EDITORIAL NOTE
The following is my attempt to summarize the question. I'm not replacing the original content because I'm not 100% sure that I'm right.
In many 'scraping' application, the goal is to find the 'payload' text of a web page. Consider a typical, oh, CNN web page. It has a news article. And then it has all sorts of scraps of text for navigation, advertising, and other more or less noise. If you want to use it as raw material for NLP, for example, you need to sort it out.
How can this be done?
ORIGINAL QUESTION:
When we see a webpage's source code there are many things in it, HTML tags, links, text etc. My question is: Can we make a set (MAY BE PARTIAL SET) of HTML(or other webpage Programming Language based) tags which can be used to identify the location of text (text here means the main content of the webpage which we see in a browser) in the given webpage. We are allowed to see HTML tags only in the webpage and not its content.
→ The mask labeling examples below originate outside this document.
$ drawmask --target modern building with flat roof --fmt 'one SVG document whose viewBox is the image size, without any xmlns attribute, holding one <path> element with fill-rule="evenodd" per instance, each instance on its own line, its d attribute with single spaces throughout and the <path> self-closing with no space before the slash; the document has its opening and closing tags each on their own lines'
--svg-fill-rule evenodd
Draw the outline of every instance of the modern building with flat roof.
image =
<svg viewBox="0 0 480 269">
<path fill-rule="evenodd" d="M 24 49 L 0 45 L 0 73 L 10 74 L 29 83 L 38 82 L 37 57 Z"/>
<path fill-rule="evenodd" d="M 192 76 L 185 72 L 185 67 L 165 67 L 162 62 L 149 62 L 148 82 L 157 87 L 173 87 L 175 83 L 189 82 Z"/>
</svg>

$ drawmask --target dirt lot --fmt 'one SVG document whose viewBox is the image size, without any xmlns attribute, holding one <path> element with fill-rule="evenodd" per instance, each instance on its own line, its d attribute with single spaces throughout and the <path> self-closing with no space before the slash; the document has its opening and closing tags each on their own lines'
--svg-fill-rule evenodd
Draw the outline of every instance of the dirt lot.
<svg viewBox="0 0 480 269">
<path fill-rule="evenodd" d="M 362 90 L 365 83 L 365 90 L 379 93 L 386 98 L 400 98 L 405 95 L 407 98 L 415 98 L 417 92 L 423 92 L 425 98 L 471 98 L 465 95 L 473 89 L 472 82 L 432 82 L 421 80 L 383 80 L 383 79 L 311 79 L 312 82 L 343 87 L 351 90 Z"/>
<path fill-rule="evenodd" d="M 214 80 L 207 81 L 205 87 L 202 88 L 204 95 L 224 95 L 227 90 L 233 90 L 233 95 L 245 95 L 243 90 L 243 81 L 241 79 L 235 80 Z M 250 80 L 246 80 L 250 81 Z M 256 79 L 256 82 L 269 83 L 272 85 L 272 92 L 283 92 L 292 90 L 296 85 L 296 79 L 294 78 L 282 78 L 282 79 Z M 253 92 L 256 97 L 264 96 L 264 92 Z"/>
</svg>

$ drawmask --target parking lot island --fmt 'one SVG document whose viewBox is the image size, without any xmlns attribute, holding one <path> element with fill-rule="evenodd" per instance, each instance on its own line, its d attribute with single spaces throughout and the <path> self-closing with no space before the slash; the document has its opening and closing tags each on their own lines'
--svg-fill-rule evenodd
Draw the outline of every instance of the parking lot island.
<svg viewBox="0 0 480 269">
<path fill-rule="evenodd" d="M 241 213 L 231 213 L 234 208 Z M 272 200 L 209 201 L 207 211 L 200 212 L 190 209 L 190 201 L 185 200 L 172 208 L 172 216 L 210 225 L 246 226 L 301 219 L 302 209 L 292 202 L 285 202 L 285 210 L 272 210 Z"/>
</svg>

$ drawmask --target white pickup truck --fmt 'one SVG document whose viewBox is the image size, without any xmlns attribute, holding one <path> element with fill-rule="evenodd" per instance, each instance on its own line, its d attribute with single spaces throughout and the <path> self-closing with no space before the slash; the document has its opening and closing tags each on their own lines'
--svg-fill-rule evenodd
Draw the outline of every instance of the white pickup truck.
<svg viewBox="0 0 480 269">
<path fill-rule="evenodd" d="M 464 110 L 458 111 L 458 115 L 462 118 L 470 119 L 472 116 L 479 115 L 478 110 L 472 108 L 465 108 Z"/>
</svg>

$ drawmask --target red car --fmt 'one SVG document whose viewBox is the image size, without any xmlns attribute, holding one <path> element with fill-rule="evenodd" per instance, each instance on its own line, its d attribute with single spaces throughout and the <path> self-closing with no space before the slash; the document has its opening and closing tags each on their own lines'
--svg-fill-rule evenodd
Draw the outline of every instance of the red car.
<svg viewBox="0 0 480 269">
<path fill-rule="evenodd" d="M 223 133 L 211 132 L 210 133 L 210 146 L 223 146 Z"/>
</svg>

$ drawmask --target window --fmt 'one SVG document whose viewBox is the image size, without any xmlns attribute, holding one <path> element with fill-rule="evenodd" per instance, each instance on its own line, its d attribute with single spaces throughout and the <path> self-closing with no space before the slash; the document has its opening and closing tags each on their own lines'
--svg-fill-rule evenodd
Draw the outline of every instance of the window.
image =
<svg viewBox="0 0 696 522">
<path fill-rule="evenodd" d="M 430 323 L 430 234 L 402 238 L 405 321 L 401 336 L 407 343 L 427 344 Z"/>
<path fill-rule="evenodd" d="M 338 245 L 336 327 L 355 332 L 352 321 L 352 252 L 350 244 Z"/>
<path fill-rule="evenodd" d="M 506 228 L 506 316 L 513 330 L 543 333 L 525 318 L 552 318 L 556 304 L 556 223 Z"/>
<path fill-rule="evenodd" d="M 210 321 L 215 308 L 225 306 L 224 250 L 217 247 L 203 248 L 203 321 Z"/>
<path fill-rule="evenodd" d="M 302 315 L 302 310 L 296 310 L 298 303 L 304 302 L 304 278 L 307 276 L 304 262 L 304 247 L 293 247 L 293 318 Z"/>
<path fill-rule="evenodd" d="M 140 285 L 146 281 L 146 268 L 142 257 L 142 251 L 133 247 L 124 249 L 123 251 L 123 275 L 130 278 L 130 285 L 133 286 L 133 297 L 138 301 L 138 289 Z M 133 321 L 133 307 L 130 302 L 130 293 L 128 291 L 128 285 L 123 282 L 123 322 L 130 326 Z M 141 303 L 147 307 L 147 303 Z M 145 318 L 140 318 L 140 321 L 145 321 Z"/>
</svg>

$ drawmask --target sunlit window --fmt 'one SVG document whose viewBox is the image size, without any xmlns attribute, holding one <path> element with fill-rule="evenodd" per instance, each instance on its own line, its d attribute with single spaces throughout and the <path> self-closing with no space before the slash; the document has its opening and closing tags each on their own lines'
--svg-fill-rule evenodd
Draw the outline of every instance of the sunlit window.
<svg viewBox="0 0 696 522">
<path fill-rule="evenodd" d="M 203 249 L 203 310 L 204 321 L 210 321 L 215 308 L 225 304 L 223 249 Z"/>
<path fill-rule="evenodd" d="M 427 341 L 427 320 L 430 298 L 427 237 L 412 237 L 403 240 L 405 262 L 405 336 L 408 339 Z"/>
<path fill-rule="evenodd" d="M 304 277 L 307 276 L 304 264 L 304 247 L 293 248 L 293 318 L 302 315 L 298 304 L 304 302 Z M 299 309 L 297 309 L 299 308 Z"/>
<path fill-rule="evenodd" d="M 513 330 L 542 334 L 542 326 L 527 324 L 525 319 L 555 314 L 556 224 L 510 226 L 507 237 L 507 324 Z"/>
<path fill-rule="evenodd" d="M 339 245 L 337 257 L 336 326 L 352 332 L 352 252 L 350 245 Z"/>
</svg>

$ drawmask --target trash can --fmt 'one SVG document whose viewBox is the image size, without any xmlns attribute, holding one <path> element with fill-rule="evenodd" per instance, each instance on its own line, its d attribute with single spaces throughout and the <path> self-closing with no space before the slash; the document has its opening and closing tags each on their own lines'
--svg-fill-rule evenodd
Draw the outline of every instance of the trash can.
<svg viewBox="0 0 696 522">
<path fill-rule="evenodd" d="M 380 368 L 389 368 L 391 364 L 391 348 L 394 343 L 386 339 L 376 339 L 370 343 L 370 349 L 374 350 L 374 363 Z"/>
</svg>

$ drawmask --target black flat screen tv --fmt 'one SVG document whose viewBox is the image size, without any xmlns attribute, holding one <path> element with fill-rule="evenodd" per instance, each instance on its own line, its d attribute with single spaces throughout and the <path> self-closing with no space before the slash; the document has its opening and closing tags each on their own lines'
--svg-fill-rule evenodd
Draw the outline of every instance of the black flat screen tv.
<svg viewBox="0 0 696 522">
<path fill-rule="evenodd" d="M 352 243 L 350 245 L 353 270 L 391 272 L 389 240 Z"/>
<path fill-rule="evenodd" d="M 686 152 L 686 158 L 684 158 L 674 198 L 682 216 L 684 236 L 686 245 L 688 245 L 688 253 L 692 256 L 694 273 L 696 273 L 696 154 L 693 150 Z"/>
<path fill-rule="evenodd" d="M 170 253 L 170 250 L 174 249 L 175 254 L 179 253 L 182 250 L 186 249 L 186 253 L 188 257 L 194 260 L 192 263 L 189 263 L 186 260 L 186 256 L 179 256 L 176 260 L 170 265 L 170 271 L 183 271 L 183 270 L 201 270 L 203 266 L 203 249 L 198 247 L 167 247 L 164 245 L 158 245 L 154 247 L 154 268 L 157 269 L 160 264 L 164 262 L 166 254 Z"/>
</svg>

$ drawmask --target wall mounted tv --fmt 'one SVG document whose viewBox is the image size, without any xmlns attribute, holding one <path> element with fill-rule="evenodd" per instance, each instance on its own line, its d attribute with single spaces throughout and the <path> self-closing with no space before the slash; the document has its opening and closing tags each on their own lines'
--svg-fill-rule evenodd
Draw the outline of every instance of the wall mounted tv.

E.g. suppose given a complete sequence of tags only (webpage text removed) from a webpage can we say that in between/after these tags main text of the webpage exist. I am not very much familiar with HTML programming I thought that someone with good HTML programming experience can help. Thank You. Regards
Idea behind this: My idea behind this is to define some features of webpages using this set of tags so that I can train a part of machine learning based system to extract text from webpage.